Whatever, I would suggest it's intelligence is "a lot smarter than a human".
I will say at this point, I'm tempted to start a betting pool on which experiment is going to kill/eat/make a meat puppet out of Boy Kavalier. I'm thinking the Eye is in the top spot at the moment. What happens if the Eye bores its way into the head of a (creepy) genius?
The production team call it the Eye Midge.I loved the last episode. Although ... I may have had some creepy Octo-eye (Eyetopus?) dreams.
Great points. I felt the same way with the mind wipe, that was the one thing that strained believability. I get the point in that the conversation needs to end with Wendy/Marcy realizing that Neverland ain't all it's cracked up to be but I think they could have reached that point by having the Dame Sylva wiping Nibs memory, show the Lost Boys gathered together where they learn that Nibs "got sick" and needed to be treated and then later on, Wendy talks to Nibs and realizes that not only has her memory been wiped but some of her abilities (whatever they said to dial down with her settings) have been messed with. Upon learning that, then she starts to question Neverland being a "yes" place.Another fun episode, man I felt the creep factor when tootles went for the cage.
So a lot of the Alien franchise does run on incompetence which has been established in previous movies, but with the kids it adds a degree of believability. One moment the kids are able to make adult decisions and do adult things, but at other times they are still just kids....trying to prove themselves, not wanting to get in trouble, and so you can see tootles just wanting to please Kirsh and do his job, and getting himself killed for it.
How did Arthur actually get access to the lab? I thought it was strictly off limits to all non-synthetics? Could Kirsch actually have changed that to allow the scene to happen?

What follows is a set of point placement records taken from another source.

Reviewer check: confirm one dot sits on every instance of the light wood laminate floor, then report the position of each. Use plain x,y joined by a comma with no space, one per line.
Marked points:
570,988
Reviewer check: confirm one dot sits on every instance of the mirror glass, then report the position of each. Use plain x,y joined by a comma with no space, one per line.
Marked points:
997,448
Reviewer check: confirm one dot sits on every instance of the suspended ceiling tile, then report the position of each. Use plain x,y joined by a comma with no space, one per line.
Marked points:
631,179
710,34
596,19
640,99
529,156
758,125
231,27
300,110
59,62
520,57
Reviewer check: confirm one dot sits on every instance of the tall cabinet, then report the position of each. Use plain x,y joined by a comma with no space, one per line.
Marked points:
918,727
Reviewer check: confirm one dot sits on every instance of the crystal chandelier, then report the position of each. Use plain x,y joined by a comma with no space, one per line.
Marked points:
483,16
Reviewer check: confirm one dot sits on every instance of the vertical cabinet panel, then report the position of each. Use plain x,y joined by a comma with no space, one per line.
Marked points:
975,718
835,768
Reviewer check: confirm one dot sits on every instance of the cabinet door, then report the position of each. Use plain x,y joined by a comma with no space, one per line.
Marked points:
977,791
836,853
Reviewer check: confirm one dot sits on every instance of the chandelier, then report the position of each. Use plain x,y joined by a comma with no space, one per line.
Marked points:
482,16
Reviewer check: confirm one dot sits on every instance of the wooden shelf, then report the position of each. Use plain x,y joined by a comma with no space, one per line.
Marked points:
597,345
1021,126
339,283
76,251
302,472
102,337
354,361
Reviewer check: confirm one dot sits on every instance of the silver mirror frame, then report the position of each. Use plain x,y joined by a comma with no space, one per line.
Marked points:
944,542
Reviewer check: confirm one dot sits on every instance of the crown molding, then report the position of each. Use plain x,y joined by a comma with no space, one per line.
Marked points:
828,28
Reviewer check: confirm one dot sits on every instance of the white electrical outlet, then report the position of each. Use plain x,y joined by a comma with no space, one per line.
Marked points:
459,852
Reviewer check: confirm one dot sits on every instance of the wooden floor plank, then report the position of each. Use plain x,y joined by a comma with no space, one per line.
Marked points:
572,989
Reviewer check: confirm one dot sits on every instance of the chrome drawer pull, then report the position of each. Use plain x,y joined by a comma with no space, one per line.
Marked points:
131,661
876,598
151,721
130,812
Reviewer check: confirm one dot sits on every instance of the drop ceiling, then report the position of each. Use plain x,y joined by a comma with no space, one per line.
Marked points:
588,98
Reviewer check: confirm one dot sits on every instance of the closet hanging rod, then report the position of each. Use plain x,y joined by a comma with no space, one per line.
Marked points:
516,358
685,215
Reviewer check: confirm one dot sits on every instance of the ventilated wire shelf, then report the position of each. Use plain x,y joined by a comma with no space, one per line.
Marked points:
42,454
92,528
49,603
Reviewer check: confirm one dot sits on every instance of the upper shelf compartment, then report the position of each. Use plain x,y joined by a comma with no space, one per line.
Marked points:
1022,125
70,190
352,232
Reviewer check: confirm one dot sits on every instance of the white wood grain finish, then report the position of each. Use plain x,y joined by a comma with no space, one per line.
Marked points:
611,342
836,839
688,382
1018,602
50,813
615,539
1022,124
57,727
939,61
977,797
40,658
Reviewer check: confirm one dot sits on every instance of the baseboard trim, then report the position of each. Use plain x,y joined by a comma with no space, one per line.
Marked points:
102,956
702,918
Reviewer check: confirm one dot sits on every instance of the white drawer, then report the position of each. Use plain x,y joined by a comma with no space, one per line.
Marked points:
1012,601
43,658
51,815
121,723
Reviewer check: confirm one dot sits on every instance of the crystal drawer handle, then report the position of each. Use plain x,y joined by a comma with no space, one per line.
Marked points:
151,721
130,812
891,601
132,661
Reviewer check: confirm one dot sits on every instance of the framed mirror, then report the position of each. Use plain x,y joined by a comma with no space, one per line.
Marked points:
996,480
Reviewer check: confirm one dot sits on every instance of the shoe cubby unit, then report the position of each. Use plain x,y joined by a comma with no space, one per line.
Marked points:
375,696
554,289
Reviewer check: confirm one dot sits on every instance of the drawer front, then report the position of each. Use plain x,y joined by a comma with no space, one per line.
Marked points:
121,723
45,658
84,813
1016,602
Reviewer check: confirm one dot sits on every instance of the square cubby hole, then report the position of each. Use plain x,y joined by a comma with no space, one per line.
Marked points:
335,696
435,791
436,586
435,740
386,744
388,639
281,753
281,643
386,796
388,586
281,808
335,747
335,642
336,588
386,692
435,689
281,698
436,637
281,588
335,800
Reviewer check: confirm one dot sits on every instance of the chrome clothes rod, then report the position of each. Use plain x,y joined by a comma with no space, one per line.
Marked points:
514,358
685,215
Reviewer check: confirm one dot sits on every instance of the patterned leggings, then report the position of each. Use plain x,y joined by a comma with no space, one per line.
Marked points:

The one area where incompetence did reign this episode was with the mind wipe. I actually get why they did it, that part makes sense to me. What I can't believe is they didn't talk to the kids before waking up Nibs.....telling them that Nibs had a malfunction, that she won't remember everything, etc. I mean what did they expect to happen, they would talk about the crash, Nibs would be like "huh"...and everyone would just be totally fine with it? Because they just let it ride it made everything 1000 times worse.